Asu Golf Statistieken, September: Alle Golven – Alle Wind
This chart shows the combination of swells directed at Asu through a typical September and is based upon 2400 NWW3 model predictions since 2006 (values every 3 hours). The wave model does not forecast wind or surf right at the coast so we have chosen the optimum grid node based on what we know about Asu. In the case of Asu, the best grid node is 30 km away (19 miles).
The rose diagram describes the distribution of swell sizes and swell direction, while the graph at the bottom shows the same thing without direction information. Five colours show increasing wave sizes. The smallest swells, less than 0.5m (1.5 feet), high are coloured blue. These occurred only 0% of the time. Green and yellow illustrate increasing swell sizes and biggest swells greater than >3m (>10ft) are shown in red. In each graph, the area of any colour is proportional to how frequently that size swell was forecast.

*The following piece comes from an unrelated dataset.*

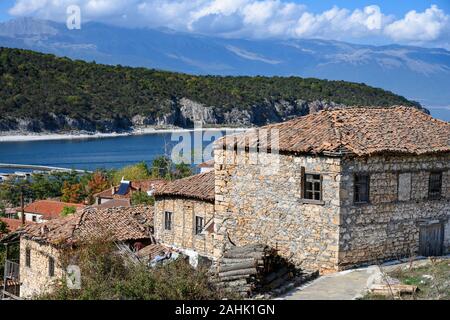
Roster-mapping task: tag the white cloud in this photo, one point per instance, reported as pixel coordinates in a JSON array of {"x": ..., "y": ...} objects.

The diagram suggests that the dominant swell direction, shown by the biggest spokes, was SSW (which was the same as the prevailing wind direction). Because the wave model grid is away from the coast, sometimes a strong offshore wind blows largest waves away from Asu and out to sea. We combine these with the no surf category of the bar chart. To simplify things we don't show these in the rose graph. Because wind determines whether or not waves are good for surfing at Asu, you can load a different image that shows only the swells that were expected to coincide with glassy or offshore wind conditions. Over an average September, swells large enough to cause clean enough to surf waves at Asu run for about 100% of the time.
IMPORTANT: Beta version feature! Swell heights are open water values from NWW3. There is no attempt to model near-shore effects. Coastal wave heights will generally be less, especially if the break does not have unobstructed exposure to the open ocean.